Especialista da Ufrgs afirma que línguas têm dinâmica voluntária

As línguas evoluem, em uma dinâmica que a linguística chama de voluntária e irrefletida. Voluntária porque há tomada de decisão no ato da fala, mas irrefletida no seu uso, considerando a automaticidade na utilização de vocabulário, explica o professor titular do Departamento de Linguística, Filologia e Teoria Literária da Universidade Federal do Rio Grande do Sul Luiz Carlos Schwindt.
 Para o professor a normatização da linguagem (pelo Poder Público) se torna pouco eficiente devido ao movimento natural que acontece dentro da comunicação em sociedade. "Uma mudança em termos de gênero no português pode vir a acontecer, como também, pode vir a não acontecer, e não é uma lei que determinará isso."
Segundo Schwindt, não existe como profetizar se existe uma mudança em progresso que ocasionará a formalização em algum momento da palavra "menine" como opção de gênero neutro (por exemplo), por duas razões: primeiro precisará ser definido coletivamente se essas palavras representam de fato pessoas não-binárias (que não se identificam com o sexo feminino ou masculino) ou pessoas transgênero ou pessoas homossexuais, com base em um acordo tácito social. "Tudo que nós nomeamos em uma língua, tem a ver com o seu significado."
A segunda razão, são alguns entraves estruturais, as palavras portuguesas são principalmente terminadas em vogais, em sua maioria terminadas com a vogal "a". As vogais "e", "o" e "a" elas existem para palavras de todos os gêneros tendo palavras femininas e masculinas com essas terminações. Então, o professor explica que existe uma limitação fonológica (ramo da linguística que estuda o sistema sonoro do idioma) para que possa indicar uma dessas três vogais para ser a neutra.

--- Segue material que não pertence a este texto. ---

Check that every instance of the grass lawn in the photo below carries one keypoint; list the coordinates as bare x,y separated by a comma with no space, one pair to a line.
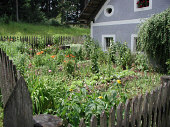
18,29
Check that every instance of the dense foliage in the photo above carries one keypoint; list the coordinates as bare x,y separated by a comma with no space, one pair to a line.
39,10
153,38
75,83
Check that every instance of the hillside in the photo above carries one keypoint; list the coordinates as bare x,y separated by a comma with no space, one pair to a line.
14,28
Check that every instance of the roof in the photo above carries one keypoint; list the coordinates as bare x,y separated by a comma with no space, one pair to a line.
90,10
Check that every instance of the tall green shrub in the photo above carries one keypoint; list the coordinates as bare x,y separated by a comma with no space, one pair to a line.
153,38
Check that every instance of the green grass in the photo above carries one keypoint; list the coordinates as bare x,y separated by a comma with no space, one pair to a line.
18,29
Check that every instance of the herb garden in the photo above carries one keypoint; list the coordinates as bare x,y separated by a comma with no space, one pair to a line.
83,80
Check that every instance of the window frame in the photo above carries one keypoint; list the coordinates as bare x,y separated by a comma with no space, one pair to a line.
136,9
104,48
106,8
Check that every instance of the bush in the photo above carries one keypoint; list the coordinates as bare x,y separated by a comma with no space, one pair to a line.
153,38
53,22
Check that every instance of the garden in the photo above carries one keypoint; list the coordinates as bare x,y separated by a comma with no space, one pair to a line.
83,80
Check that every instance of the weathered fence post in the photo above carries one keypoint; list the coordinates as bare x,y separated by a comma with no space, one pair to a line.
18,109
103,119
82,124
119,115
93,121
127,113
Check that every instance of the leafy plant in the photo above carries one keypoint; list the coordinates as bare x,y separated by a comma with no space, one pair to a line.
153,38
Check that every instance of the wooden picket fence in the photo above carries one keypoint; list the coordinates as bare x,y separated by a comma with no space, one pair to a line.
149,110
15,95
39,42
61,40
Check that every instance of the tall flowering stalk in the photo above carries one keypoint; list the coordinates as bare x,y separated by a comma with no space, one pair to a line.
69,63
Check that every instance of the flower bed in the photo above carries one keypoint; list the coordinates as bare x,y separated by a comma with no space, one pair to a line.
65,82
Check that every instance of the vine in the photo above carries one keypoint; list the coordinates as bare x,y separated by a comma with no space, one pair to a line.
153,38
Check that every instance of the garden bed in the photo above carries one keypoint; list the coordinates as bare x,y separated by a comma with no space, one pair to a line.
72,85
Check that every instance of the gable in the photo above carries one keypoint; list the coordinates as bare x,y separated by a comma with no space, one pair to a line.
91,8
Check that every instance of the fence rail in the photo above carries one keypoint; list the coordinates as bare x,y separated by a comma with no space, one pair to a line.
39,42
46,39
151,109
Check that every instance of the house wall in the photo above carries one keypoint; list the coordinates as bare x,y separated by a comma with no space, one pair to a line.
123,23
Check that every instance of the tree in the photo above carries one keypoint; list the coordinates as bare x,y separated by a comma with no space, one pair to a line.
153,38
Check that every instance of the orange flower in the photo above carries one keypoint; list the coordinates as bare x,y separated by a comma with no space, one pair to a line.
67,55
38,53
53,56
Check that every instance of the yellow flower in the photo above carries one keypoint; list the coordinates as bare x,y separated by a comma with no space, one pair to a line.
100,97
119,81
38,53
70,90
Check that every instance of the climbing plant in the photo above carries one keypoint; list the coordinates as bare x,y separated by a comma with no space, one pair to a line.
153,38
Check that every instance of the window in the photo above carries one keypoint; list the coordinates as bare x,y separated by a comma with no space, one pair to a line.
107,41
134,43
142,5
109,10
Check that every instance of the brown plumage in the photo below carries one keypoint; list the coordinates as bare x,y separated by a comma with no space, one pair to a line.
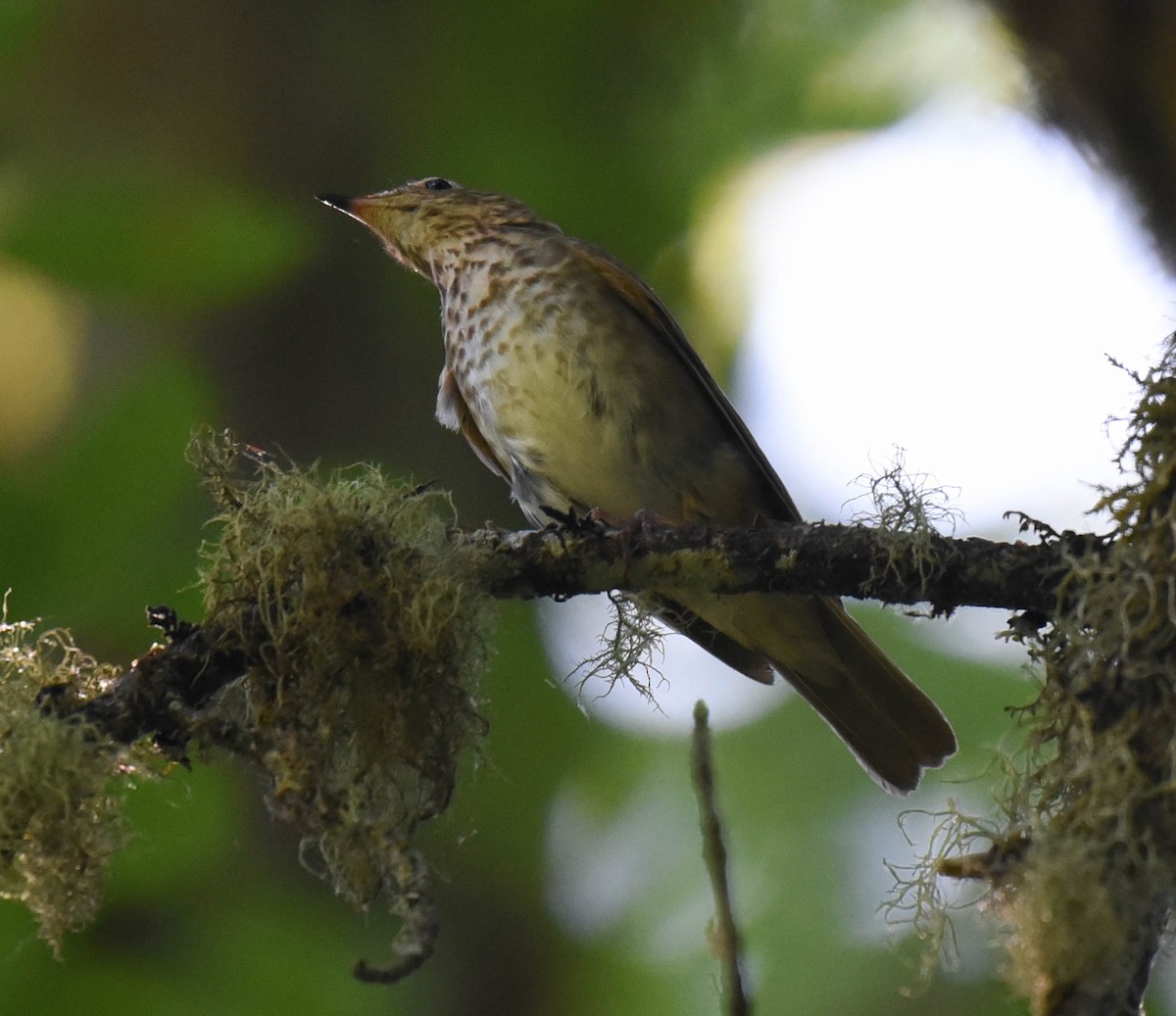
571,381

Por outro lado, as palavras sexuadas que terminam em "o" ou "a", representam apenas 5% do idioma: "Poderíamos ter a vogal "e" como marca de gênero neutro nesse subgrupo do vocabulário". No entanto, uma inovação como essa na língua ainda precisaria da acomodação no sistema de sons, além da questão gramatical, e isso independe de ser um movimento legítimo das pessoas que sentem excluídas nesta dicotomia biológica, destaca o professor.
Para o especialista, o alerta em relação a uma possível dificuldade de aprendizagem dos alunos em contato com diferentes linguagens, além da norma culta é totalmente equivocado: "Essa interpretação subestima a capacidade que as crianças têm de aprender e refletir sobre o que é ensinado para elas".